You can use print formatting. For a double or float, to get 7 places after the decimal place, you would do:
System.out.printf("It took %.7f ms....", elapsed);
EDIT:
You are actually using a long, not a double, so you cannot have significant digits, because long only takes on integer values.
A long is an integer value and does not have decimal places.
To get an approximation of the runtime, run the same sort in a loop, say 1000 times and then divide the measured time by 1000.
For example:
System.out.println("It took " + ((double)elapsed) / NUMBER_OF_ITERATONS);
Try this:
String.format("%.7f",longvalue);
by using above line you can format your long or any floating point numbers.
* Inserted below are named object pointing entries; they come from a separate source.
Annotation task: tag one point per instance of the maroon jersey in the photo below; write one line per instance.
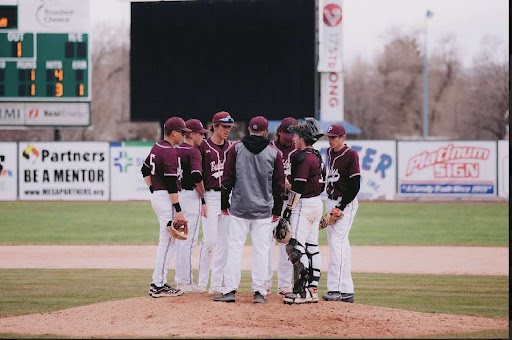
(286, 152)
(342, 165)
(214, 157)
(162, 161)
(189, 162)
(306, 168)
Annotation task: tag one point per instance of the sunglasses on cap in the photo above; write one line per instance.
(228, 120)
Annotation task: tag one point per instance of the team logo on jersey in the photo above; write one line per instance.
(4, 172)
(332, 15)
(30, 152)
(123, 162)
(333, 175)
(287, 165)
(217, 169)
Here 7 is referred how many digits you want after '.' .
This is a pretty simple, straightforward problem, but, of course, I've managed to do something wrong. First, I generated 5 different arrays of 10 random numbers--from 1 to 10, 1 to 100, up to 1 to 100,000. Then I took each array and performed 5 different types of sorts (for a total of 25), calculating the time it takes to perform the sorts. I cannot figure out why each and every result is 0ms regardless of the size of n. What am I doing wrong?
public class Lab16Sorting {
public static void main(String[] args)
{
final int TOTAL_NUMBERS = 10;
int count;
int[] num = new int[TOTAL_NUMBERS];
Random rand = new Random();
// Generate 10 numbers from 1 - 10
System.out.println("SORT 10");
System.out.println("----------------");
for (count = 0; count < TOTAL_NUMBERS; count++)
num[count] = rand.nextInt(10);
System.out.println("Array: " + num);
runSort(num);
// Generate 10 numbers from 1 - 100
System.out.println("\nSORT 100");
System.out.println("----------------");
for (count = 0; count < TOTAL_NUMBERS; count++)
num[count] = rand.nextInt(100);
System.out.println("Array: " + num);
runSort(num);
// Generate 10 numbers from 1 - 1,000
System.out.println("\nSORT 1,000");
System.out.println("----------------");
for (count = 0; count < TOTAL_NUMBERS; count++)
num[count] = rand.nextInt(1000);
System.out.println("Array: " + num);
runSort(num);
// Generate 10 numbers from 1 - 10,000
System.out.println("\nSORT 10,000");
System.out.println("----------------");
for (count = 0; count < TOTAL_NUMBERS; count++)
num[count] = rand.nextInt(10000);
System.out.println("Array: " + num);
runSort(num);
// Generate 10 numbers from 1 - 100,000
System.out.println("\nSORT 100,000");
System.out.println("----------------");
for (count = 0; count < TOTAL_NUMBERS; count++)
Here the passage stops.